Pour Mgr Hugues de Woillemont, directeur de L’Œuvre d’Orient,
Le pape Léon est un pape qui se distingue par son écoute, par sa profondeur spirituelle, par sa présence à l’autre, mais aussi par sa connaissance rigoureuse des dossiers. Le choix de ce premier voyage est surprenant, tout comme l’arrivée de ce pape était une surprise. Les cardinaux et l’Esprit Saint ont fait le choix de cet homme qui associe beaucoup d’éléments qu’on voudrait opposer, mais qui trouve en lui une unité : il est américain mais a vécu en Amérique latine, il est diocésain et religieux, spirituel et théologien…
Le dernier voyage d’un pape au Liban remonte à 2012, lorsque Benoit XVI s’y était rendu, et à 2014 pour la Turquie, voyage effectué par le pape François.

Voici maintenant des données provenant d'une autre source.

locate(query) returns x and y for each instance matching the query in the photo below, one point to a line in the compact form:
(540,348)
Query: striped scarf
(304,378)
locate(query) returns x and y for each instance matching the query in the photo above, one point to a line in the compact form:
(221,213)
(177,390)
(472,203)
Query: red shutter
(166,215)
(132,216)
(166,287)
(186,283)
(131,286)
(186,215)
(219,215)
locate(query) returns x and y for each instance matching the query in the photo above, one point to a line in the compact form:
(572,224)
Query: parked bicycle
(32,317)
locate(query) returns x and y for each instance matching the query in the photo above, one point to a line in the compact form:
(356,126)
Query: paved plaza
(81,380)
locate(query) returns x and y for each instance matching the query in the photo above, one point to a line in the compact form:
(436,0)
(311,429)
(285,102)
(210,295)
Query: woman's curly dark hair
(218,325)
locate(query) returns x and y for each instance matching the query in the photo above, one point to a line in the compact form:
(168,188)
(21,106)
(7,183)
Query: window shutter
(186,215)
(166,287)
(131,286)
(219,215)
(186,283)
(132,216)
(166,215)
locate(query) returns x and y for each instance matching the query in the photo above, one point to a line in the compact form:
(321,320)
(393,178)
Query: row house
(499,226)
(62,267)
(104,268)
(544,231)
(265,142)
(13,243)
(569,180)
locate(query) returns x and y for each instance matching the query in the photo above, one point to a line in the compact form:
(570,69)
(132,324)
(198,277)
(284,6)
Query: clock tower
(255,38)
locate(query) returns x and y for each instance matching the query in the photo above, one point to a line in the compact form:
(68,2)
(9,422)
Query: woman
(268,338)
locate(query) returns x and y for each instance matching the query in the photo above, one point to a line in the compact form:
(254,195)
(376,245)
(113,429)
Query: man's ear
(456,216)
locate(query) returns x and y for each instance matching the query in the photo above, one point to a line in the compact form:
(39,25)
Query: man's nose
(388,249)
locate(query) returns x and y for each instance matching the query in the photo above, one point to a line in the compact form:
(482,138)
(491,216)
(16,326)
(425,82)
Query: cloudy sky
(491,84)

Choisir ces pays pour un premier voyage apostolique est un choix très fort, pour les habitants de ces pays évidemment, mais pour L’Œuvre d’Orient aussi. L’Œuvre d’Orient est en effet née au Liban par la volonté de deux universitaires laïcs et d’un prêtre, avec l’idée de soutenir les écoles au Moyen-Orient. Ce voyage est donc pour L’Œuvre d’Orient, pour la Turquie et le Liban une chance et une grâce. Le pape y va d’abord comme pèlerin de la paix, pour conforter la foi des croyants, mais aussi en tant que chef d’État pour porter un message.

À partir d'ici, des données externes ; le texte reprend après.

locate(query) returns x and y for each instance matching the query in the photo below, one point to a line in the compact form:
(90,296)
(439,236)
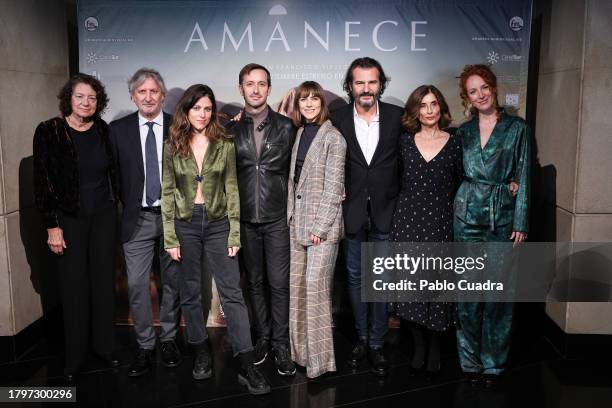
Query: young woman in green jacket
(201,218)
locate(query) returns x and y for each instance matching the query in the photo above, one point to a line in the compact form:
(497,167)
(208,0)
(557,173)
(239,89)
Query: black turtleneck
(308,135)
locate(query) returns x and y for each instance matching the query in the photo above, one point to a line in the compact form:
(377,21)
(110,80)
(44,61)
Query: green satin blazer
(484,197)
(220,188)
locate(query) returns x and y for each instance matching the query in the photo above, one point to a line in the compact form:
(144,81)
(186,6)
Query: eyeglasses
(80,98)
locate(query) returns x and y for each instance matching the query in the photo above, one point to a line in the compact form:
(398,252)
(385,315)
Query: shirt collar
(158,120)
(376,117)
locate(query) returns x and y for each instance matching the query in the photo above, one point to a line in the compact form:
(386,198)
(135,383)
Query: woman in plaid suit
(314,214)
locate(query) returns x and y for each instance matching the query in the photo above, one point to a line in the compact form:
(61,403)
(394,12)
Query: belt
(494,198)
(154,210)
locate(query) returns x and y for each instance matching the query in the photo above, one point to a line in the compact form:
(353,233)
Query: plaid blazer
(315,203)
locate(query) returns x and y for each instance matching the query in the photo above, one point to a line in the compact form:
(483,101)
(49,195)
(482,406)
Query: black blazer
(56,175)
(380,179)
(125,139)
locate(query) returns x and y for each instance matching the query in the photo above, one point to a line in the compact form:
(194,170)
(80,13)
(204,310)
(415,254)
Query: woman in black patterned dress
(431,172)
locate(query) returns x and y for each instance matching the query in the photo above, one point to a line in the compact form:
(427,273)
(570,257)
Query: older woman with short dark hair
(75,191)
(431,170)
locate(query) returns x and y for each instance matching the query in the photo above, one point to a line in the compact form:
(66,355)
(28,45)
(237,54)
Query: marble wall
(33,65)
(573,134)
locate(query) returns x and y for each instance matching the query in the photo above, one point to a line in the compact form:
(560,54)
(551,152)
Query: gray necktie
(152,167)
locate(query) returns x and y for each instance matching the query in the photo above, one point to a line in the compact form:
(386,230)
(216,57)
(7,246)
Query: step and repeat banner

En Turquie, ce voyage revêt une importante dimension œcuménique, comme en témoigne la rencontre avec le patriarche Bartholomée 1er de Contantinople. Ces rencontres œcuméniques confortent ce qu’il y a de commun et de beau, mais manifestent aussi le chemin qu’il reste à faire sur le chemin d’une pleine communion. L’Œuvre d’Orient travaille aussi dans cette logique, en échangeant avec des responsables religieux, afin de montrer qu’une foi commune unit les catholiques et les orthodoxes. L’enjeu est de renforcer la présence chrétienne, même si elle est minoritaire, mais aussi de dialoguer avec l’islam. Le pape visitera la mosquée bleue à Istanbul et sera également accueilli par le président Erdogan. Il y a donc une dimension interreligieuse en plus de celle de soutien des chrétiens.

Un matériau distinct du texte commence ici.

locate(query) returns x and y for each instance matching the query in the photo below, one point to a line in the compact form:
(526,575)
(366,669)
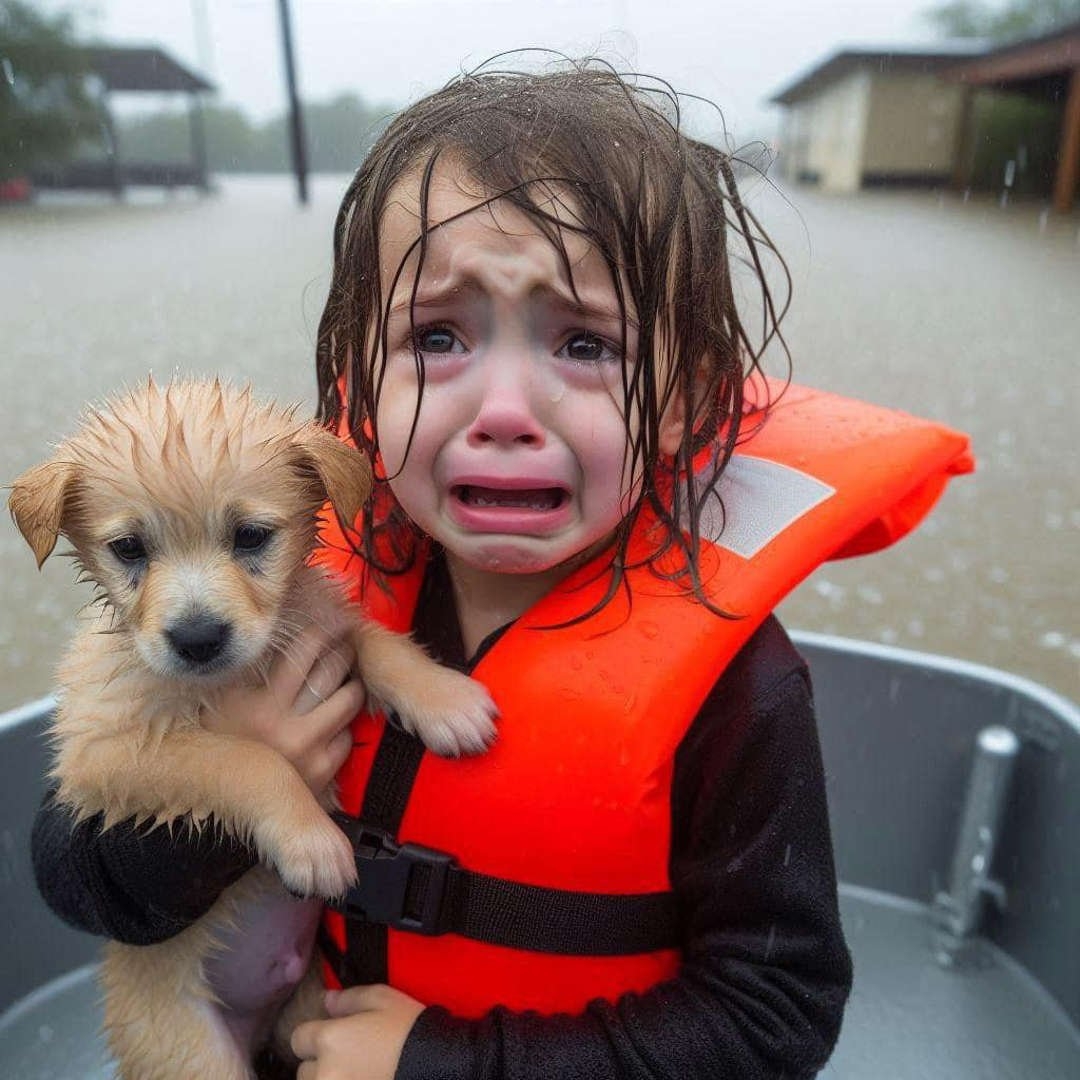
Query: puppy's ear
(345,472)
(37,503)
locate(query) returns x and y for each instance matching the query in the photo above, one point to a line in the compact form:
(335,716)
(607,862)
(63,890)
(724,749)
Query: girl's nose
(505,414)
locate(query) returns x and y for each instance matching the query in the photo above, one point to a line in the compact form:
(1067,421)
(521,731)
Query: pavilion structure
(1047,68)
(136,70)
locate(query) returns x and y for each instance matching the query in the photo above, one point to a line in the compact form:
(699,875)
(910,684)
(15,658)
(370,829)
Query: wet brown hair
(663,211)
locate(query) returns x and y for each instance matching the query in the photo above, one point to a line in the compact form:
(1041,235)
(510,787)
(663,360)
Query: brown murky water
(962,311)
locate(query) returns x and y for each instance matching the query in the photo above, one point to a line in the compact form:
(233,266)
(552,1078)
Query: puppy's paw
(451,714)
(314,862)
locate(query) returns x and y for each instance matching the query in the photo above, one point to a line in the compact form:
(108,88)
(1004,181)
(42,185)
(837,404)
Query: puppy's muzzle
(199,639)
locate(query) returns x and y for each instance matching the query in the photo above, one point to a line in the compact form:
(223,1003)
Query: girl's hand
(362,1040)
(304,709)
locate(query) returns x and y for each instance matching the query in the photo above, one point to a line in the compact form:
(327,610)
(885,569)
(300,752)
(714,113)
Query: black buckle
(399,885)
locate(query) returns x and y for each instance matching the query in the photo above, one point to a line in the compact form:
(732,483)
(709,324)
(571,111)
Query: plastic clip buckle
(399,885)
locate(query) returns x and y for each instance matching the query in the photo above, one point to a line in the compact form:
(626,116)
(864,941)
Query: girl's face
(518,461)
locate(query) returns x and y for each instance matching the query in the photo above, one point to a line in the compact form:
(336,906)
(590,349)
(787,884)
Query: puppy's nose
(200,638)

Le choix du Liban est un choix courageux du pape Léon XIV. Le pape Jean-Paul II avait qualifié le Liban de « message ». Le modèle multiconfessionnel du Liban est aujourd’hui extrêmement fragilisé par des logiques d’affrontement, même si le pays a aujourd’hui à sa tête un président et un premier ministre qui travaillent ensemble. Pour la population, les enjeux sont notamment économiques. Pour les chrétiens, un voyage apostolique est toujours un soutien moral et une invitation à la communion dans et entre les Églises. Venir au Liban, c’est aussi pour le Saint Père soutenir la coexistence et le dialogue interreligieux, encourager la stabilité politique et promouvoir la paix dans la région.
a) En Turquie
Jeudi 27 novembre : Le Pape arrivera à 12h30 à Ankara, puis visitera le mausolée de Mustafa Kemal Atatürk. Il se rendra ensuite au palais présidentiel pour une cérémonie de bienvenue qui sera suivie d’une rencontre présidentielle. À 15h30, il s’adressera aux autorités, à la société civile et au corps diplomatique pour le premier discours de son voyage. Il partira ensuite pour Istanbul.
Vendredi 28 novembre : Le pape rencontrera à 9h30 les évêques, prêtres, diacres, religieux et religieuses, et agents pastoraux à la cathédrale du Saint-Esprit d’Istanbul où il prononcera un deuxième discours, avant de visiter la maison d’accueil pour personnes âgées des Petites sœurs des Pauvres. Il partira ensuite pour Iznik où aura lieu une rencontre œcuménique de prière près des fouilles de la basilique Saint-Néophyte, lieu d’un nouveau discours. À son retour à Istanbul, il participera à une rencontre privée avec les évêques.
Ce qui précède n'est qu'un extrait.